Duty of good faith implied in ‘relational' contract
BRISTOL GROUNDSCHOOL v INTELLIGENT DATA CAPTURE [2014]
The High Court ruled on a claim concerning a contractual relationship involving the supply and ongoing updating of online training materials under which one of the parties alleged there had been a breach of an implied duty of good faith.
An overriding duty of ‘good faith’ between contracting parties is a concept imposed by law in many continental European jurisdictions but not one which is generally implied under English law (at least not in those terms). However, the English Courts seem to be accepting the application of ‘good faith’ principles on a much more regular basis particularly in the context of so called ‘relational’ contracts..
Facts:
- Bristol Groundschool (B) provides specialist training to commercial pilots and Intelligent Data Capture (IDC) supplied online versions of training materials to B. B sued IDC for breach of contract and copyright infringement in relation to the artwork in the training materials it supplied.

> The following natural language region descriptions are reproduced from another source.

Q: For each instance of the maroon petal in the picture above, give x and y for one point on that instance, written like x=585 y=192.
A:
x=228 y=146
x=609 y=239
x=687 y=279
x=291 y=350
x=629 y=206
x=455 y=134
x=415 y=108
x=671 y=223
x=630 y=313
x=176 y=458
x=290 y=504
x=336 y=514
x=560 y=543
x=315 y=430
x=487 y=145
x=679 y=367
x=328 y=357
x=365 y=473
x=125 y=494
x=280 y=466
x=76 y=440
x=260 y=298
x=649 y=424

- IDC counterclaimed that B had infringed its copyright by downloading IDC’s materials secretly and that this was a breach of an implied duty of good faith.
Decision:
- In relation to IDC’s counterclaim, the judge agreed that this was a ‘relational’ contract of the type referred to in Yam Seng v ITC [2013] in which a duty of good faith was implied. In that case, the Court commented that some commercial contracts involving a longer term relationship and ‘substantial commitment’ will require a higher degree of communication, cooperation and predictable performance based on mutual trust, which are implicit in the parties' understanding of what they would each give and receive, and are necessary to give so-called ‘business efficacy’ to the arrangements (ie because otherwise the arrangements would not make sense without them). Such ‘relational’ contracts might include joint venture agreements, franchise agreements and long-term distributorship agreements. Here, the contractual arrangement did involve elements of joint publishing and joint marketing of the training materials concerned even though this was primarily a customer/supplier relationship.
- The Court went on to explain that good faith extends beyond, but at the very least includes, the requirement of honesty. The relevant test is that of conduct that would be regarded as ‘commercially unacceptable’ by reasonable and honest people in the particular context involved.
- The judge found that a duty of good faith could be implied. The Court held that B’s conduct was ‘commercially unacceptable’ and therefore a breach of this implied duty. However, partly because of certain extenuating factors, the conduct was, somewhat surprisingly perhaps, not regarded as "[striking] at the heart of the trust which is vital to any long-term commercial relationship” and therefore did not amount to repudiatory breaches entitling IDC to terminate.
Points to note:
- The Court confirmed that in its view this was a form of ‘relational’ contract and implied a duty of good faith. One clear similarity between this and the Yam Seng case was that this was essentially a relationship between two key individuals, albeit trading through corporate vehicles.
- The exact circumstances in which a duty of good faith may be implied and the precise extent of that duty still appear to be uncertain. This is an issue which will undoubtedly continue to feature prominently in the law reports for some time. The judges appear uncertain as to exactly how far to go with this area of unfamiliar ‘new’ law.